Small heat shock proteins and other molecular chaperones facilitate proper protein folding and degradation of misfolded and aggregated proteins. A chaperone machinery essential for Z-disc maintenance (CASA), that consists of BAG3, HSPB8, HSPA8 and STUB1, facilitates the degradation of damaged Z-disc proteins like FLNC through an autophagic pathway. We observed increased expression levels of CASA components in abnormal muscle fibers but it seems that the general impairment of the cellular degradation systems limits the capacity of the CASA-mediating chaperones to dispose of damaged components and thereby prevent aggregate formation.

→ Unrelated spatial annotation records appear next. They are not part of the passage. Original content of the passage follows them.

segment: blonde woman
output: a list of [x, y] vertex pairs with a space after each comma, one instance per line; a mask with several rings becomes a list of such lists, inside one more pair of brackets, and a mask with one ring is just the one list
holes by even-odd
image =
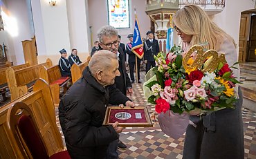
[[[234, 39], [209, 19], [199, 6], [188, 5], [178, 10], [173, 17], [174, 28], [188, 51], [194, 44], [204, 44], [226, 54], [229, 66], [238, 61]], [[239, 80], [239, 70], [233, 70]], [[235, 109], [225, 109], [202, 115], [190, 115], [188, 126], [183, 158], [244, 158], [244, 130], [241, 118], [242, 95]]]

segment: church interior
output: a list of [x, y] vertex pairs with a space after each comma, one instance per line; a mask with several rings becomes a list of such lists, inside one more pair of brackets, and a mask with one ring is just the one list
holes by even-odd
[[[127, 36], [134, 33], [137, 20], [141, 39], [147, 39], [149, 30], [153, 32], [160, 51], [168, 53], [167, 46], [182, 43], [175, 30], [169, 39], [172, 17], [187, 4], [203, 8], [235, 40], [243, 93], [244, 158], [256, 158], [254, 0], [0, 0], [0, 158], [33, 158], [26, 152], [29, 151], [28, 147], [24, 150], [17, 144], [20, 132], [15, 131], [17, 126], [12, 124], [17, 118], [16, 107], [29, 108], [22, 113], [33, 114], [49, 156], [66, 150], [58, 116], [60, 100], [82, 77], [102, 26], [116, 28], [120, 41], [127, 44]], [[75, 48], [82, 61], [71, 67], [72, 77], [62, 77], [60, 71], [59, 52], [63, 48], [67, 57]], [[120, 139], [127, 149], [118, 150], [119, 158], [181, 159], [185, 133], [174, 139], [161, 131], [155, 106], [148, 103], [143, 94], [145, 74], [143, 64], [141, 82], [132, 83], [134, 94], [129, 97], [136, 106], [147, 107], [153, 127], [124, 129]]]

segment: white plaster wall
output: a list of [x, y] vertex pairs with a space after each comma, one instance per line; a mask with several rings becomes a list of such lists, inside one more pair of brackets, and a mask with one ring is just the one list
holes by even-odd
[[37, 41], [37, 49], [38, 54], [38, 62], [40, 62], [40, 56], [46, 55], [46, 46], [45, 43], [45, 36], [44, 30], [44, 23], [42, 13], [41, 11], [40, 0], [31, 1], [32, 12], [34, 21], [35, 34]]
[[88, 34], [87, 0], [67, 0], [66, 6], [71, 48], [77, 48], [79, 53], [89, 53], [91, 50], [91, 41]]
[[60, 54], [62, 48], [71, 50], [66, 1], [57, 1], [51, 6], [47, 1], [40, 1], [46, 55]]
[[[12, 27], [17, 28], [17, 36], [12, 37], [8, 32], [6, 37], [8, 60], [15, 65], [24, 63], [24, 56], [21, 41], [31, 39], [30, 28], [29, 25], [26, 0], [8, 0], [5, 1], [8, 15], [16, 20], [17, 26]], [[10, 25], [10, 24], [8, 24]]]
[[254, 9], [255, 3], [253, 1], [226, 0], [225, 9], [221, 12], [215, 15], [213, 18], [213, 21], [221, 28], [234, 38], [237, 44], [237, 49], [241, 12]]
[[[150, 28], [150, 19], [145, 11], [145, 0], [130, 0], [130, 28], [118, 29], [122, 37], [121, 41], [128, 43], [127, 35], [134, 33], [135, 15], [134, 8], [137, 9], [137, 17], [142, 37], [146, 37], [146, 32]], [[103, 26], [108, 25], [107, 2], [102, 0], [88, 0], [89, 25], [92, 26], [93, 42], [98, 40], [97, 32]]]

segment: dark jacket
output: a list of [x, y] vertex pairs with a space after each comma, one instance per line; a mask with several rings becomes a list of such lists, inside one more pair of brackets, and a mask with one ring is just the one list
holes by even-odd
[[77, 65], [80, 64], [82, 63], [82, 62], [80, 61], [80, 59], [79, 59], [79, 57], [77, 55], [75, 56], [74, 55], [71, 54], [68, 56], [68, 61], [69, 62], [69, 64], [71, 64], [71, 66], [72, 66], [72, 65], [73, 64], [76, 64]]
[[71, 77], [70, 71], [71, 66], [66, 58], [61, 57], [59, 60], [59, 67], [62, 77]]
[[[100, 48], [102, 50], [102, 48], [101, 48], [100, 47]], [[126, 91], [129, 88], [132, 88], [132, 86], [131, 83], [131, 80], [129, 77], [128, 74], [126, 73], [125, 58], [125, 55], [120, 46], [118, 47], [118, 70], [120, 71], [120, 75], [116, 77], [115, 84], [116, 86], [116, 88], [118, 88], [124, 95], [126, 95]]]
[[107, 106], [129, 99], [115, 85], [104, 88], [88, 67], [82, 75], [60, 102], [60, 125], [72, 158], [104, 158], [109, 144], [118, 139], [112, 126], [102, 127]]
[[[126, 53], [129, 55], [128, 62], [135, 62], [136, 55], [132, 52], [131, 48], [131, 42], [127, 43], [126, 44]], [[137, 58], [137, 62], [139, 63], [141, 59], [140, 58]]]
[[115, 79], [115, 84], [124, 95], [126, 95], [126, 91], [129, 88], [132, 88], [131, 84], [131, 80], [129, 77], [128, 74], [126, 72], [125, 53], [120, 47], [118, 49], [119, 53], [119, 68], [118, 70], [120, 73], [120, 76], [117, 76]]
[[154, 62], [154, 55], [156, 55], [159, 53], [159, 45], [158, 41], [156, 39], [153, 39], [153, 42], [150, 42], [149, 39], [144, 42], [143, 46], [144, 50], [144, 60], [149, 62]]
[[126, 49], [125, 49], [125, 45], [123, 43], [120, 43], [119, 46], [122, 48], [122, 52], [124, 52], [124, 53], [125, 53], [125, 62], [126, 62], [126, 55], [125, 55]]

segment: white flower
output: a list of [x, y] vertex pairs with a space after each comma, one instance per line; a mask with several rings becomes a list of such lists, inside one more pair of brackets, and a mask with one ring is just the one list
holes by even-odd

Intriguingly, the immunoreactivity for the examined components of the protein degradation machinery was not increased in muscle fibers without protein aggregates. This raises an essential question: Is a therapeutic induction of e.g., HSPs in early disease stages a possible strategy to prevent protein aggregation and to reduce disease progression? Initial studies in cell and mouse models of other MFM subtypes support this hypothesis. We established appropriate cell culture models of filaminopathy that show a massive aggregation of mutated FLNC resembling findings in patients’ muscle fibers. This now enables us to analyze therapeutic approaches before testing them in animal models or patients.
| Abbreviations: | ||
| CASA | = | chaperone-assisted selective autophagy |
| Ig | = | immunoglobulin |
| MFM | = | myofibrillar myopathy |
| UPS | = | ubiquitin-proteasome system |
Disclosure of Potential Conflicts of Interest
No potential conflicts of interest were disclosed.